Influenza A viruses cause seasonal epidemics as well as occasional pandemics. The segmented nature of the IAV genome allows reassortment of viral genome segments between established human influenza viruses and influenza viruses harboured in the animal reservoir5. This can lead to emergence of novel influenza strains, against which there is little pre-existing immunity in the human population6. However, due to a lack of understanding of the molecular mechanisms governing the packaging of the eight genome segments into a single virion, it remains unclear which influenza virus strains have the potential to form reassortants. In virions, as well as in infected cells, the RNA genome segments are assembled into viral ribonucleoprotein (vRNP) complexes in which the termini of the viral RNA (vRNA) associate with the viral RNA-dependent RNA polymerase while the rest of the vRNA is bound by oligomeric nucleoprotein (NP)2,7. Although cryo-EM studies revealed the overall architecture and organisation of vRNPs, the resolution of currently available structures is not sufficiently high to provide information about the conformation of the vRNA8,9. It is thought that, through specific RNA-RNA interactions, exposed regions of vRNA in the vRNP mediate segment-specific interactions during virion assembly, ensuring that the correct set of eight vRNPs is selected3,4. However, the identities of these interacting regions as well as the overall structure of vRNA in vRNPs are currently unknown.
To better understand the vRNA structure in the context of vRNPs, we employed SHAPE-MaP (Selective 2’-Hydroxyl Acylation Analysed by Primer Extension and Mutational Profiling), which probes the conformational flexibility of each vRNA nucleotide both ex virio and in virio (Extended Data Fig. 1)10,11. For the ex virio experiments, the eight vRNA segments were individually transcribed from plasmid DNA using T7 RNA polymerase (ivtRNA) or “naked” vRNA was purified from deproteinated influenza A/WSN/1933 (H1N1) (WSN) particles (nkvRNA). For the in virio experiments, vRNA was probed in the context of vRNPs directly inside purified virions (Extended Data Fig. 1a).

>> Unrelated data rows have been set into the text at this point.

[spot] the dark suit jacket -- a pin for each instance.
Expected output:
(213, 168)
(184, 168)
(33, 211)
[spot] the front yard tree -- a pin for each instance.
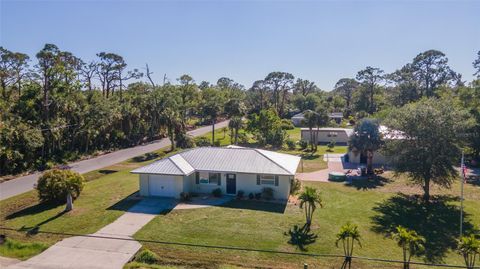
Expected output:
(366, 139)
(469, 248)
(429, 149)
(309, 200)
(57, 185)
(410, 242)
(348, 235)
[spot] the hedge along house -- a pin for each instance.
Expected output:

Three biological replicates of the in virio SHAPE-MaP experiments resulted in highly reproducible SHAPE reactivity profiles suggesting that there is an underlying structure of vRNA in the context of vRNP (Extended Data Fig. 2a). We found that the eight different vRNPs in virio have unique vRNA conformations, as demonstrated by the different SHAPE reactivity profiles (Fig. 1a). Regions of extensive low SHAPE reactivities in virio (where the median-SHAPE value is below zero, Fig. 1a) indicate that the vRNA in the context of vRNPs is capable of accommodating secondary RNA structures with extensive base-pairing. However, comparison of in virio and ex virio SHAPE profiles shows a significant shift in the distribution of SHAPE reactivities in virio, consistent with an overall more open (less structured) RNA conformation (Fig. 1b). In addition, the vRNA forms fewer high-probability secondary RNA structures in virio, suggesting that the binding of NP remodels and partially melts secondary structures in vRNPs (Fig. 1c), in agreement with early studies using enzymatic and chemical probing of naked and NP-bound short RNAs12. Regions of high correlation between ex virio and in virio SHAPE profiles reveal regions of vRNA which are capable of local secondary structure formation even when NP is bound. Our data also recapitulate the RNA structures that have been identified previously using computational methods13,14 (Fig. 1d-e; Extended Data Fig. 2b; Extended Data Fig. 3-4).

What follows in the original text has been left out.